Nasce questo libro autobiografico, una sorta di saggio del lutto e del dolore, che la scrittrice definisce “un tentativo per raccapezzarmi”, ma che diventa anche uno scrigno di ricordi, di pensieri scritti e scatti fotografici della sua vita con John e che, al tempo stesso, cambia tutte le sue idee preconcette sugli avvenimenti dell’esistenza e soprattutto sul dolore, sulla perdita e tutto ciò che ne consegue. Prima fra tutte le cose: la solitudine. Comincia, dopo la morte di un compagno, una vita nuova, diversa, in cui decadono tutte le abitudini e dove non solo scompare l’altro, ma tutto ciò che l’altro portava con sé, “le nostre giornate erano piene del suono delle nostre voci”. E poi, il silenzio.

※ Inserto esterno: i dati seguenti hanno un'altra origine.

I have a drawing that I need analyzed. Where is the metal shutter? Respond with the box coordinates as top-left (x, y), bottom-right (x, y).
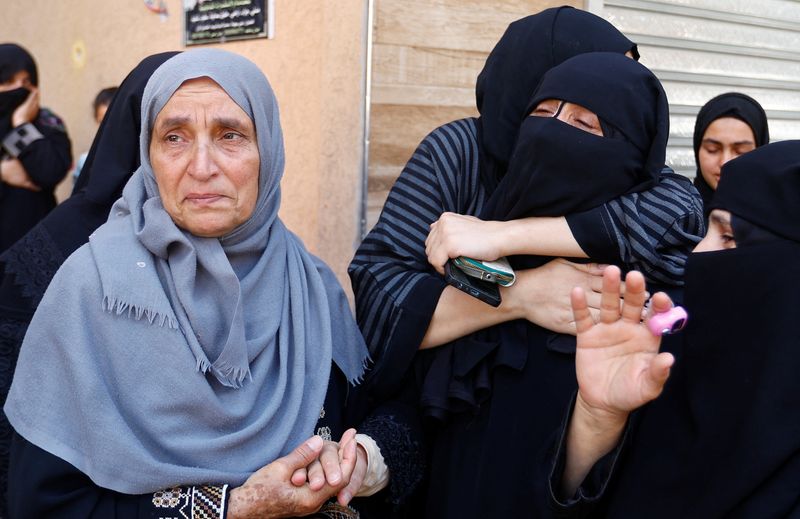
top-left (588, 0), bottom-right (800, 177)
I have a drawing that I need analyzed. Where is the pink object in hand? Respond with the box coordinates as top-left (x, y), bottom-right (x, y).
top-left (647, 306), bottom-right (688, 336)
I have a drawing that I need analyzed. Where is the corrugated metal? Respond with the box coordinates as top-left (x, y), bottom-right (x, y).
top-left (592, 0), bottom-right (800, 177)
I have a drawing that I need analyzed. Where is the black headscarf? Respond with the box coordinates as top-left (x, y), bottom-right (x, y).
top-left (475, 6), bottom-right (637, 189)
top-left (692, 92), bottom-right (769, 209)
top-left (602, 140), bottom-right (800, 518)
top-left (0, 44), bottom-right (37, 87)
top-left (0, 44), bottom-right (38, 140)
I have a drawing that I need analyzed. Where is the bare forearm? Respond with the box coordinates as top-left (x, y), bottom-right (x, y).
top-left (419, 285), bottom-right (520, 349)
top-left (500, 217), bottom-right (588, 258)
top-left (561, 395), bottom-right (627, 498)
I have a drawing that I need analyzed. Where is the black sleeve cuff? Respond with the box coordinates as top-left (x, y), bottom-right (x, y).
top-left (359, 402), bottom-right (426, 505)
top-left (547, 394), bottom-right (630, 517)
top-left (566, 207), bottom-right (621, 264)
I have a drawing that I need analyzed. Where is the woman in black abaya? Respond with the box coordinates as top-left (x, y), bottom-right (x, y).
top-left (555, 140), bottom-right (800, 518)
top-left (0, 52), bottom-right (179, 516)
top-left (0, 44), bottom-right (72, 253)
top-left (415, 51), bottom-right (670, 518)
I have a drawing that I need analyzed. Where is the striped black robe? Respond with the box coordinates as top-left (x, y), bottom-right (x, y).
top-left (349, 117), bottom-right (704, 392)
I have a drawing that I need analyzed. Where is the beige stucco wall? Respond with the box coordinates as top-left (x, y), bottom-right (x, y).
top-left (0, 0), bottom-right (367, 285)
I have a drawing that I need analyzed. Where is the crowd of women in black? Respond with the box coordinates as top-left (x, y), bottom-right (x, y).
top-left (0, 5), bottom-right (796, 518)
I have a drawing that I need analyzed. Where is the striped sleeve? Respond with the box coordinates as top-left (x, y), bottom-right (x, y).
top-left (602, 170), bottom-right (705, 285)
top-left (348, 119), bottom-right (483, 394)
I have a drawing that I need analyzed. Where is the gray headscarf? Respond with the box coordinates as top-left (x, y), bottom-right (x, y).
top-left (5, 48), bottom-right (368, 493)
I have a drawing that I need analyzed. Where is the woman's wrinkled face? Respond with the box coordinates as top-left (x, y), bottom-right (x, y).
top-left (149, 77), bottom-right (260, 238)
top-left (531, 99), bottom-right (603, 136)
top-left (694, 209), bottom-right (737, 252)
top-left (698, 117), bottom-right (756, 190)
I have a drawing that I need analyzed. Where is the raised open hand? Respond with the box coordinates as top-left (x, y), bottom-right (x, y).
top-left (571, 266), bottom-right (674, 420)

E ancora i sensi di colpa, le supposizioni, le previsioni mancate.
E allora, perché ciò che subito ne segue diventa l’anno del pensiero magico?
Joan Didion, come un fiume in piena, racconta i suoi pensieri più intimi, le sue paure e le sue speranze; analizza il lutto, il dolore e la mancanza da tutte le angolature: le cadute, i rifiuti e le risalite, fino a giungere a una sorta di comprensione e di stabilità, fino ad abituarsi – arrendendosi – al cambiamento.